The siren of mathematical elegance has compellingly seduced these blackboard economists. They are scandalized by the observed absence of optimizing behavior and the rejection of their maximizing theses, because it implies that paradigmatic problems thought to have been so elegantly solved after two-hundred-fifty years of theoretical development in the neoclassical tradition have not actually been solved at all. Ensconced academic economists have dutifully labored for years to earn their doctorate credentials and then have obsequiously groveled before the journal editors and referees to get their papers published and before their colleagues to get tenure. They do not welcome being advised that their ostensibly empirical theory depends on a content-decreasing stratagem, a self-deceiving linguistic contrivance, which makes their received theory only slightly less semantically vacuous than the formal differential calculus used to express it, and that it is hardly more ontologically realistic than the Ayn Rand romantic-utopian novels used to propagandize it for the general public – to say nothing of reactionary American politicians. But the Great Recession that started in 2007 has produced a crisis for economic rationalism.
Interestingly Lloyd S. Shapley, a recipient of the 2012 Nobel Prize for Economic Sciences, told the Globe and Mail (15 October 2012) that he has never in his life taken a course in economics. As 2001 Nobel-laureate economist Joseph Stiglitz explains at length in his book Freefall: America, Free Markets, and the Sinking of the World Economy (2010) that the failure of economic rationalism has been egregious, since these rationalistic dogmas underlie the practices that caused the Great Recession. And it might be added – just they had caused the Great Depression of 1929-1933. In the chapter titled “Reforming Economics” he states that economics has moved from being a scientific discipline into becoming free-market capitalism’s biggest cheerleader. He critiques its Walrasian general equilibrium approach and its fallacious belief that the so-called efficient or perfect market unrestrained by any government regulation is self-correcting, and he references recent studies that show there is no scientific basis for this belief. He reports that as a graduate student he soon concluded that rationality is nonsense, that his colleagues had an irrational faith in the assumption of rationality, and that shaking their irrational faith would not be easy. He describes various cases in which people systematically act irrationally including their behaviors that produce speculative bubbles. Doctrinaire neoclassical economics might be a paradigm for Kuhn’s dogmatic “normal science”, save for the crucial fact that for its true believers its elegant rationalism admits to no anomalies that might occasion correction, much less a new scientific revolution. Yet today there are still true believers blithely ignoring falsifying data and experience, and teaching their elegantly deductive Scholastic-like dogma to unwary students. They are latter-day Weberians.

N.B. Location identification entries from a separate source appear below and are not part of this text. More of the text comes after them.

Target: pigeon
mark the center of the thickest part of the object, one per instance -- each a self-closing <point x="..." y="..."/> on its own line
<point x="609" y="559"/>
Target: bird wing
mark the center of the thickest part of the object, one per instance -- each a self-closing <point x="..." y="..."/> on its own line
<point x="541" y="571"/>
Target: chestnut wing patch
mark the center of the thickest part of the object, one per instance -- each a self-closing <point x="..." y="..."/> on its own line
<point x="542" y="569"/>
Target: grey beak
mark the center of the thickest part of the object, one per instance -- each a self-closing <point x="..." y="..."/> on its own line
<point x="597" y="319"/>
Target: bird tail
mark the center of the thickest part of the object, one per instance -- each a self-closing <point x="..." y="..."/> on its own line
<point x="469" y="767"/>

Yet in truth not all economists are purists devoted to their orthodoxy of “pure economic theory”. The ascendancy of econometric modeling has made such evasion of empiricism more difficult, because the “rational” and the “irrational” are inseparably commingled in the measurement data. The econometrician constructing models from time-series historical data would rather make statistically acceptable models, than to incur large error residuals in his statistical equations, and try to dismiss them as merely “irrational” behavior that can be ignored notwithstanding egregiously bad forecasts. While the ostensible practice in academia today is still the Haavelmo agenda (discussed below), in which equations are specified on the basis of neoclassical theory, a growing number of economists are evolving into practicing pragmatists. They have turned increasingly to data analysis for their equation specifications, and include in their equations even such heretical noneconomic factors as demographic, sociological or political variables, which are never found in sanctioned textbooks’ pontificating neoclassical theory. And Simon is so scandalously heretical as to replace the sacrosanct maximizing rationality postulates. Read on (carefully).

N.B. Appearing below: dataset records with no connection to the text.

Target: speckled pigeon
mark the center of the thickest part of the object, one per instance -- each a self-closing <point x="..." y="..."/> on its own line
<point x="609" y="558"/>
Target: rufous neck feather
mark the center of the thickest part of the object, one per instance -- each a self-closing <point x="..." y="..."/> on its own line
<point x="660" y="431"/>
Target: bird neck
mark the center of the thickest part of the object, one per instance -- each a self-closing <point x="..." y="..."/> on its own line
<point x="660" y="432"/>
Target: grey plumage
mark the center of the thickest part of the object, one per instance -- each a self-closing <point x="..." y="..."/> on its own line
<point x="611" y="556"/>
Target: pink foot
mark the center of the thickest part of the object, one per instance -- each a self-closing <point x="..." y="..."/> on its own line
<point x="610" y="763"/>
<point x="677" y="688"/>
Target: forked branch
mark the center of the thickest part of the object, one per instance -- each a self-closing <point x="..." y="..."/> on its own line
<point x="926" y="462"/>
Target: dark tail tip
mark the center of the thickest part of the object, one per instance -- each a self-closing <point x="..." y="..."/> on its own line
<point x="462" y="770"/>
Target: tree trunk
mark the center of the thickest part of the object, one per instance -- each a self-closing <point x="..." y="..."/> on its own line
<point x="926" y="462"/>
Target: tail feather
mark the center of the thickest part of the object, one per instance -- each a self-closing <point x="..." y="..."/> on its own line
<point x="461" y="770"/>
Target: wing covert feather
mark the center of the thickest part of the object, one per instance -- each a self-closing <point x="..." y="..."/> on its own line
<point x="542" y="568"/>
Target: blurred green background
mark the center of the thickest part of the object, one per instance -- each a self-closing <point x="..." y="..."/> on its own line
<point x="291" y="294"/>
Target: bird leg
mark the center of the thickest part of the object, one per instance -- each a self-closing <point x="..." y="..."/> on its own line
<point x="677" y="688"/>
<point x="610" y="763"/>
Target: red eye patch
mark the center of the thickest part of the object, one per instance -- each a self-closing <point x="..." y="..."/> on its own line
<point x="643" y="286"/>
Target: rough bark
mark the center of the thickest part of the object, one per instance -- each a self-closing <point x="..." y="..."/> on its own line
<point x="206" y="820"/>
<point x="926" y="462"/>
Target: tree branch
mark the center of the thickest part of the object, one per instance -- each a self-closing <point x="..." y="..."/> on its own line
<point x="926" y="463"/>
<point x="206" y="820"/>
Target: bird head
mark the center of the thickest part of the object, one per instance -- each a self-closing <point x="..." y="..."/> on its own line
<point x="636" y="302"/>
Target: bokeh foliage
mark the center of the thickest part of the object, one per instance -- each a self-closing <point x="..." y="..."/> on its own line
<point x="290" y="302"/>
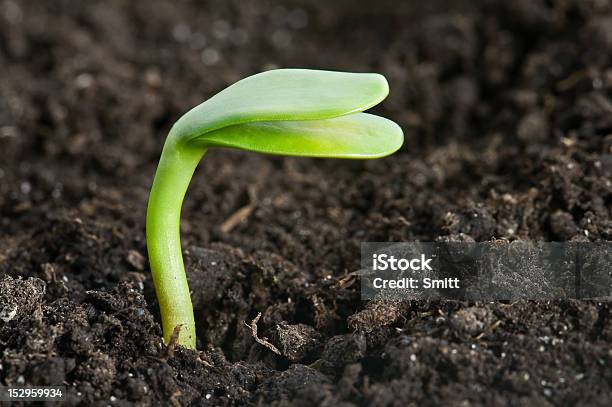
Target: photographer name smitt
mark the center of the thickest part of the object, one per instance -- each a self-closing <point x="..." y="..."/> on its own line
<point x="416" y="283"/>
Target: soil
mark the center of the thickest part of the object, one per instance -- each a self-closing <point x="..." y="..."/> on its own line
<point x="508" y="119"/>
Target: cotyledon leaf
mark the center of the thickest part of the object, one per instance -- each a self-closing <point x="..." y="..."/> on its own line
<point x="358" y="135"/>
<point x="283" y="94"/>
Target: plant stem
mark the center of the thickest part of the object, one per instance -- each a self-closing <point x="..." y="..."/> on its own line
<point x="174" y="172"/>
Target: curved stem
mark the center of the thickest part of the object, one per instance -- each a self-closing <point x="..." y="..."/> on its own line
<point x="174" y="172"/>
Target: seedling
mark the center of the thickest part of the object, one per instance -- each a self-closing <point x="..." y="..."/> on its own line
<point x="294" y="112"/>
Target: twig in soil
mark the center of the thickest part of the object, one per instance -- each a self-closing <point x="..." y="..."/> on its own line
<point x="174" y="399"/>
<point x="169" y="352"/>
<point x="241" y="214"/>
<point x="488" y="330"/>
<point x="261" y="341"/>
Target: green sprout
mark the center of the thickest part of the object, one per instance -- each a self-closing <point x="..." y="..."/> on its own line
<point x="294" y="112"/>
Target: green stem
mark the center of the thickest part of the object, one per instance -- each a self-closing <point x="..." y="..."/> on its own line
<point x="174" y="172"/>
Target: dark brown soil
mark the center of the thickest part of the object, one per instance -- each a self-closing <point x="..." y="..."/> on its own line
<point x="508" y="119"/>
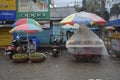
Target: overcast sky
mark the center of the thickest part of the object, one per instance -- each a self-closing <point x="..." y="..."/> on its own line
<point x="60" y="3"/>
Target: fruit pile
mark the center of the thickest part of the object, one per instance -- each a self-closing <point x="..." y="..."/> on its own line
<point x="20" y="58"/>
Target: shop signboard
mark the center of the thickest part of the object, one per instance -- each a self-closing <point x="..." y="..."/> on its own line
<point x="7" y="9"/>
<point x="37" y="9"/>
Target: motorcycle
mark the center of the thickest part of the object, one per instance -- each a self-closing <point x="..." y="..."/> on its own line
<point x="55" y="48"/>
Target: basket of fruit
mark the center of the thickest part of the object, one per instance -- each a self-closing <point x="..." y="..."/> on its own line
<point x="36" y="57"/>
<point x="20" y="58"/>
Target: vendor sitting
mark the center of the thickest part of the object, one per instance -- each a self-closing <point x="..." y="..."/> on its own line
<point x="20" y="48"/>
<point x="31" y="46"/>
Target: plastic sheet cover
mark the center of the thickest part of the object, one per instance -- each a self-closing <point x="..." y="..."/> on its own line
<point x="84" y="41"/>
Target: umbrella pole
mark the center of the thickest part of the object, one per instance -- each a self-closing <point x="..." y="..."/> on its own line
<point x="28" y="44"/>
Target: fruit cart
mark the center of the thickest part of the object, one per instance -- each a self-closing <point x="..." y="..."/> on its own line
<point x="89" y="53"/>
<point x="114" y="40"/>
<point x="85" y="45"/>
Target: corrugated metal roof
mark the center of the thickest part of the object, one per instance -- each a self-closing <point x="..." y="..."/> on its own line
<point x="61" y="12"/>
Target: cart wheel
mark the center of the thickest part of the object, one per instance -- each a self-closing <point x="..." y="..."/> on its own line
<point x="96" y="59"/>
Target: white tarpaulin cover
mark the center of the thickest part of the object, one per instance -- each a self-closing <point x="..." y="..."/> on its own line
<point x="84" y="41"/>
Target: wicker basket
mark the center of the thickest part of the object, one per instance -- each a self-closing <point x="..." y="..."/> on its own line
<point x="36" y="60"/>
<point x="36" y="57"/>
<point x="20" y="60"/>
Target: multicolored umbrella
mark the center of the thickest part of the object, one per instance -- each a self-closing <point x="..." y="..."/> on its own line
<point x="83" y="18"/>
<point x="26" y="21"/>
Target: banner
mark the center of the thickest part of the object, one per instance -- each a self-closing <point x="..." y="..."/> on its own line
<point x="37" y="9"/>
<point x="7" y="4"/>
<point x="7" y="15"/>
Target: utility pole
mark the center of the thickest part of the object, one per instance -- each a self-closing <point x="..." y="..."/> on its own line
<point x="102" y="7"/>
<point x="83" y="5"/>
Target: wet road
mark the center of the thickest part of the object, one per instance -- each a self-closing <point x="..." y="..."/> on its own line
<point x="62" y="68"/>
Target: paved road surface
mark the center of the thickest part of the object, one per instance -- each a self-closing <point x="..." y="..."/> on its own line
<point x="62" y="68"/>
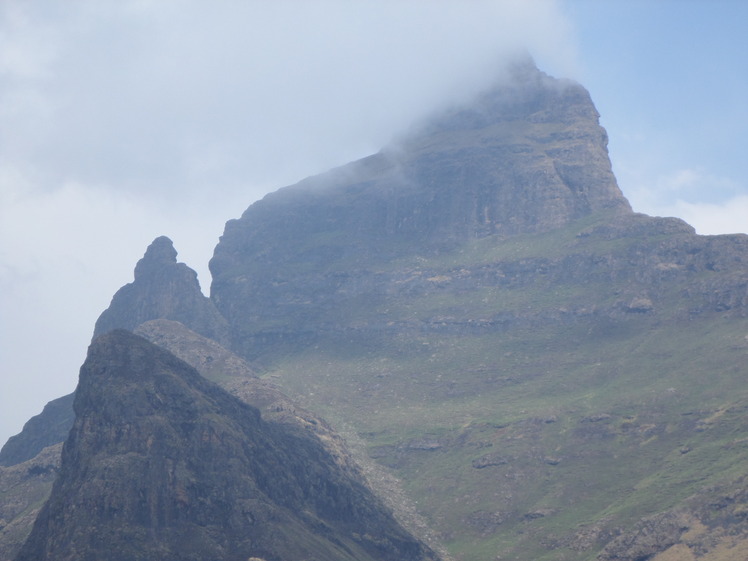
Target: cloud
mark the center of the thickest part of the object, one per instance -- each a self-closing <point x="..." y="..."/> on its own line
<point x="730" y="216"/>
<point x="711" y="203"/>
<point x="124" y="120"/>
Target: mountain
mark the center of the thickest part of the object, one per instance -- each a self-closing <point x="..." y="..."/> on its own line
<point x="162" y="288"/>
<point x="542" y="367"/>
<point x="49" y="427"/>
<point x="162" y="464"/>
<point x="524" y="367"/>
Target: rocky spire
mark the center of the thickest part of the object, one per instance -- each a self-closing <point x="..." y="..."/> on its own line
<point x="162" y="464"/>
<point x="162" y="289"/>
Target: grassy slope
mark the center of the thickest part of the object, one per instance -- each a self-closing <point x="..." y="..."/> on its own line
<point x="586" y="425"/>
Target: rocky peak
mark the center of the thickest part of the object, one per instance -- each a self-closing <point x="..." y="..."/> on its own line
<point x="162" y="464"/>
<point x="162" y="289"/>
<point x="159" y="255"/>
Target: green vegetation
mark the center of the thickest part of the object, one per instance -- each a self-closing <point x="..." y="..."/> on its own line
<point x="596" y="421"/>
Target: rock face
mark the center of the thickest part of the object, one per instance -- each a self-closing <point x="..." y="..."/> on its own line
<point x="328" y="255"/>
<point x="166" y="289"/>
<point x="162" y="464"/>
<point x="50" y="427"/>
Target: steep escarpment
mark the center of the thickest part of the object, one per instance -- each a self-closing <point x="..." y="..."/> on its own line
<point x="161" y="463"/>
<point x="512" y="190"/>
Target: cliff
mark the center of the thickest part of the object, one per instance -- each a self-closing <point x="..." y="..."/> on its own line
<point x="161" y="463"/>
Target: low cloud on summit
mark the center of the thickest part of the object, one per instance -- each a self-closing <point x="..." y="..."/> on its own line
<point x="122" y="121"/>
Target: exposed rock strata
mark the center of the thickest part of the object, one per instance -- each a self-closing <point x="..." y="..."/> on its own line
<point x="23" y="489"/>
<point x="161" y="463"/>
<point x="162" y="288"/>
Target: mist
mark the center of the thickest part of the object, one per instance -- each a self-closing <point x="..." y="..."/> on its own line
<point x="123" y="121"/>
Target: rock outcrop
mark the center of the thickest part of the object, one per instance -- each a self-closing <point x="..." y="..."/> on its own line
<point x="162" y="464"/>
<point x="162" y="288"/>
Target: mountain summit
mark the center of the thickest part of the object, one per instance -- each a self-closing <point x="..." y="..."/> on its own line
<point x="162" y="464"/>
<point x="524" y="367"/>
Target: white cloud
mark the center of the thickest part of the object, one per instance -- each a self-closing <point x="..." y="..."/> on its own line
<point x="728" y="217"/>
<point x="124" y="120"/>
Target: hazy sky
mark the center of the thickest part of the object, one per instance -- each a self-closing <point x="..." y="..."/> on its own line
<point x="124" y="120"/>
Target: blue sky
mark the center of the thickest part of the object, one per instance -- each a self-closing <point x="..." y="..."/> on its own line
<point x="124" y="120"/>
<point x="670" y="79"/>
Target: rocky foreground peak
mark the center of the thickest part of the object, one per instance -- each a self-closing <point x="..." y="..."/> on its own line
<point x="162" y="289"/>
<point x="162" y="464"/>
<point x="160" y="254"/>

Simon’s Postulate of Bounded Rationality and “Satisficing”
In his autobiography Simon relates that in what he calls his first piece of scientific work, a study in 1935 of public recreation in the city of Milwaukee, he saw a pattern that was the seminal insight for what was to become his thesis of bounded rationality. For this study he was examining the budgeting process for the division of funds between playground maintenance, which was administered by one organization, and playground activity leadership, which was administered by another organization in the Milwaukee municipal government. He found that the actual budget allocation decision was not made as economic theory would suggest. What actually occurred was that both of the two organizations wanted more funds for their distinctive functions, and he generalized from this experience that people bring decisions within reasonable bounds by identifying with partial goals for which their own organizational units are responsible. The Institutionalist economist John Commons calls this a “rationing decision”.
This insight was taken up in Simon’s Ph.D. dissertation (1942), which he later published as Administrative Behavior (1947), the book referenced by the Royal Swedish Academy of Sciences as an “epoch-making” book, when they awarded him the Nobel Memorial Prize for Economics in 1978. In his autobiography Simon writes that his entire scientific output may be described as a gloss on two basic ideas contained in his Administrative Behavior. They are that (1) human beings are able to achieve only a very limited or “bounded” rationality, and (2) as a consequence of this limitation, they are prone to identify with subgoals. The first of these ideas is fundamental to Simon’s critique of neoclassical rationality, and the second is fundamental to his theory of human problem solving and artificial intelligence.
In his autobiography Simon says that his “A Behavioral Model of Rational Choice” (1955) reprinted as chapter fourteen in his Models of Man (1987), was his first major step toward his psychological theory of bounded rationality. In that early paper he states that the neoclassical concept of rationality is in need of fairly drastic revision, because actual human behavior in making choices does not satisfy three basic assumptions underlying neoclassical maximizing rationality. Those three assumptions are: (1) a decision maker has knowledge of the relevant aspects of his environment, which if not absolutely complete, is at least impressively clear and voluminous; (2) a decision maker has a well organized, consistent, and stable system of preferences; and (3) a decision maker has a skill in mental computing, that enables him to calculate for the alternative courses of action available to him the singular course that will enable him to reach the highest achievable point in his preference scale.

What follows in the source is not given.